Reising was currently still listed among the living, but in hiding. The truth of the matter was that his corpse was nothing but charred ashes, with a .45-caliber slug where the brainpan should have been. The announcement of the man’s death would not be released until after there was no longer a need for the current undercover identities of Karl Long, Herman Shore and Thomas Presley.

By then the organizers of this event, a sale for everything from handguns to long-range missiles, would be dead and gone. The host organization of this auction went by the name of Abalisah, and this hotel was far from the beaten trail, on a small island of the archipelago. With a title that was Arabic for devils, it was a sure sign that things were not going to be safe and calm. The man who was the face of the auction was a tall man who could have been anything from European to Middle Eastern. His skin was well tanned, but he had no accent, no truly identifiable features. He was called Jinan.
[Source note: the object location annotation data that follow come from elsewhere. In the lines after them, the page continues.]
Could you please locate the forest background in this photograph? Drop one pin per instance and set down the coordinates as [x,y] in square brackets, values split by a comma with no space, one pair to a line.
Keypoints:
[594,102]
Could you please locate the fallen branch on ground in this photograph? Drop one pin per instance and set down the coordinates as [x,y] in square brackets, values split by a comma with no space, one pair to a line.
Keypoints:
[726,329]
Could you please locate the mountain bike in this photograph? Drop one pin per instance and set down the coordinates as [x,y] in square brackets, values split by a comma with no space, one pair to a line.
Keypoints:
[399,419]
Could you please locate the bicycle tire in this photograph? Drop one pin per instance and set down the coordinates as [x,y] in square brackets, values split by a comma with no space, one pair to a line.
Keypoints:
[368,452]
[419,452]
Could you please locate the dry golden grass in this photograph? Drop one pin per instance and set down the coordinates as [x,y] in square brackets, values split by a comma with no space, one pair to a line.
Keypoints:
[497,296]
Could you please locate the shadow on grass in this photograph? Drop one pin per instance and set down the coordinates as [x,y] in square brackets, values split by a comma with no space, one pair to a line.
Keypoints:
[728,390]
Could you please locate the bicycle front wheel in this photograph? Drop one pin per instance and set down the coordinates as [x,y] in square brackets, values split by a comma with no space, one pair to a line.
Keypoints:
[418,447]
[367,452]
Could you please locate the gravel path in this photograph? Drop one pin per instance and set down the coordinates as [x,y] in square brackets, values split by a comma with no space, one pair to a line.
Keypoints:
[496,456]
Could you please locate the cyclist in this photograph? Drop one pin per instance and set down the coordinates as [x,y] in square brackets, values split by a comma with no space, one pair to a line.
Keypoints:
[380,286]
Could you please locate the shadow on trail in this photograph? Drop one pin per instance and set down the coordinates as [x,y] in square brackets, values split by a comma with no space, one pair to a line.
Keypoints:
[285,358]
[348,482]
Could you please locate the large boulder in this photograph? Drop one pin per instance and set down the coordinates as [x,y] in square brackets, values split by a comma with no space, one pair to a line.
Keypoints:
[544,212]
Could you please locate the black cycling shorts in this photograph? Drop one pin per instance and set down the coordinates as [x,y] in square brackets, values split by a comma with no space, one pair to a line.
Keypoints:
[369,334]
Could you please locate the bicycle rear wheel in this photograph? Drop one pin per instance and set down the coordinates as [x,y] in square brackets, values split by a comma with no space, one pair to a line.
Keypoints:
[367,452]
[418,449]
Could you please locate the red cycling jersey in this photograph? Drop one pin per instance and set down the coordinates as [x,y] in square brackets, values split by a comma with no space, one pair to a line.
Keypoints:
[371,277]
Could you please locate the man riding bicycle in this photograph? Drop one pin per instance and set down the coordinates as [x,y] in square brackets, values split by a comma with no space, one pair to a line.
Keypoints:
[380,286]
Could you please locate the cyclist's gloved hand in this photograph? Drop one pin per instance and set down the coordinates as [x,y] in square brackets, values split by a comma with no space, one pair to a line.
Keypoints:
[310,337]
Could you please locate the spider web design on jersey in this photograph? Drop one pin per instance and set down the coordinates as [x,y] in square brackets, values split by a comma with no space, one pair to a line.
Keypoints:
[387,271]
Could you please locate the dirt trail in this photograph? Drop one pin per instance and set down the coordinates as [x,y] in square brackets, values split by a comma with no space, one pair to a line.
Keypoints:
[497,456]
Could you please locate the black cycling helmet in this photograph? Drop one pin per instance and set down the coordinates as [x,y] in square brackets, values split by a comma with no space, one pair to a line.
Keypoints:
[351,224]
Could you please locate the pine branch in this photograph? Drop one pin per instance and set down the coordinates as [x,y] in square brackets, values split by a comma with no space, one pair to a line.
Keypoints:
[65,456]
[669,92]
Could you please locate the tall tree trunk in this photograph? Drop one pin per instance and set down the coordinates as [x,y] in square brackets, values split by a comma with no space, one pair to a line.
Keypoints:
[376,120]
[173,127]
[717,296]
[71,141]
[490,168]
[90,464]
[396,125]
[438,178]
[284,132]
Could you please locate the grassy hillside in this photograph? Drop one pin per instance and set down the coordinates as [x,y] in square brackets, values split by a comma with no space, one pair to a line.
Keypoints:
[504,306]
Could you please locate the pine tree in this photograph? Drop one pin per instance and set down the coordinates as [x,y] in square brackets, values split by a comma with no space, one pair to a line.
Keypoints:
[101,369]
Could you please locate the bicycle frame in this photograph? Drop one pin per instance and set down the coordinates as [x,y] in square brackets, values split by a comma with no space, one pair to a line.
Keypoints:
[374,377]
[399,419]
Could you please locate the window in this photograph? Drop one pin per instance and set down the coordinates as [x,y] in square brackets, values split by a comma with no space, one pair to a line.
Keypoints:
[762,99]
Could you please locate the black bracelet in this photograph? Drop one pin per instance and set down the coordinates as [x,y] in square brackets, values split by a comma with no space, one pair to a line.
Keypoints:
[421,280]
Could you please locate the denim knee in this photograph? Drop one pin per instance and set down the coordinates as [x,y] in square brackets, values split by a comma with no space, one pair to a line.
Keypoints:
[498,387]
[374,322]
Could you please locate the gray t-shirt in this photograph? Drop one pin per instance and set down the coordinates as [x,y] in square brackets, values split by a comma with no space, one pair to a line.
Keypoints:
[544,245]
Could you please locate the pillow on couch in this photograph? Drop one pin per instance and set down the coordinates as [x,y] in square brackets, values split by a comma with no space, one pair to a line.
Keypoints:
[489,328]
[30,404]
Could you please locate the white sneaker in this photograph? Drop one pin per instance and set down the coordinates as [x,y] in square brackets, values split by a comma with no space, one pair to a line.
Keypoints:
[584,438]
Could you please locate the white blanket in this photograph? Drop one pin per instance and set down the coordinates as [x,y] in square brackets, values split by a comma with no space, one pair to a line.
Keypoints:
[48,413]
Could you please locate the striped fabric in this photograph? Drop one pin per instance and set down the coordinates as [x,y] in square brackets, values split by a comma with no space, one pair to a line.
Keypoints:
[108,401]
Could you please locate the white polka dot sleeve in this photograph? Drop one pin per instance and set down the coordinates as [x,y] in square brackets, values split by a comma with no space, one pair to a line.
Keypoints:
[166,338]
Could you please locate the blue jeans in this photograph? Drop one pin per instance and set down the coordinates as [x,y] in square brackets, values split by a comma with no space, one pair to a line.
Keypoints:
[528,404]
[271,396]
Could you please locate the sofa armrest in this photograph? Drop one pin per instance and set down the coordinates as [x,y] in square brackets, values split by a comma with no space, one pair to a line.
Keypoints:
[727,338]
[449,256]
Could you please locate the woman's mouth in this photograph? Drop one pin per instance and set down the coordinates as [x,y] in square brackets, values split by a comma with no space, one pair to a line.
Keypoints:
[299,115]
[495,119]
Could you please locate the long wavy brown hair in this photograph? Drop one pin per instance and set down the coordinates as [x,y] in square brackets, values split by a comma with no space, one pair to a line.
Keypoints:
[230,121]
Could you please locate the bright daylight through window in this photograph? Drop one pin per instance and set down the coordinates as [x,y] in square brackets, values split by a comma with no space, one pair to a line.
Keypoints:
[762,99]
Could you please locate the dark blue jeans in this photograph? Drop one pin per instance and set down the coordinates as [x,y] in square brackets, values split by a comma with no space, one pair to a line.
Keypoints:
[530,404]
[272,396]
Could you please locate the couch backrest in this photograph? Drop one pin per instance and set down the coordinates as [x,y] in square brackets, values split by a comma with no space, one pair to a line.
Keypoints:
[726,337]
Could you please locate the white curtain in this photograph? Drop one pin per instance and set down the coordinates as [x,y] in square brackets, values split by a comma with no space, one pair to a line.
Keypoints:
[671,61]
“Do what you will,” Jinan had said over a loudspeaker, his voice distorted by a modulator. At least it might have been, but it also could have been a simple computer program or just a schmuck hired to read a sheet of paper put before him. “You have been allowed to keep your sidearms, your knives, your poisons. I merely wish your money, so if you cannot outbid your enemy, perhaps you can steal from him or perhaps murder him. The only things that I forbid are attempts to steal my property or attacks upon my personal staff.”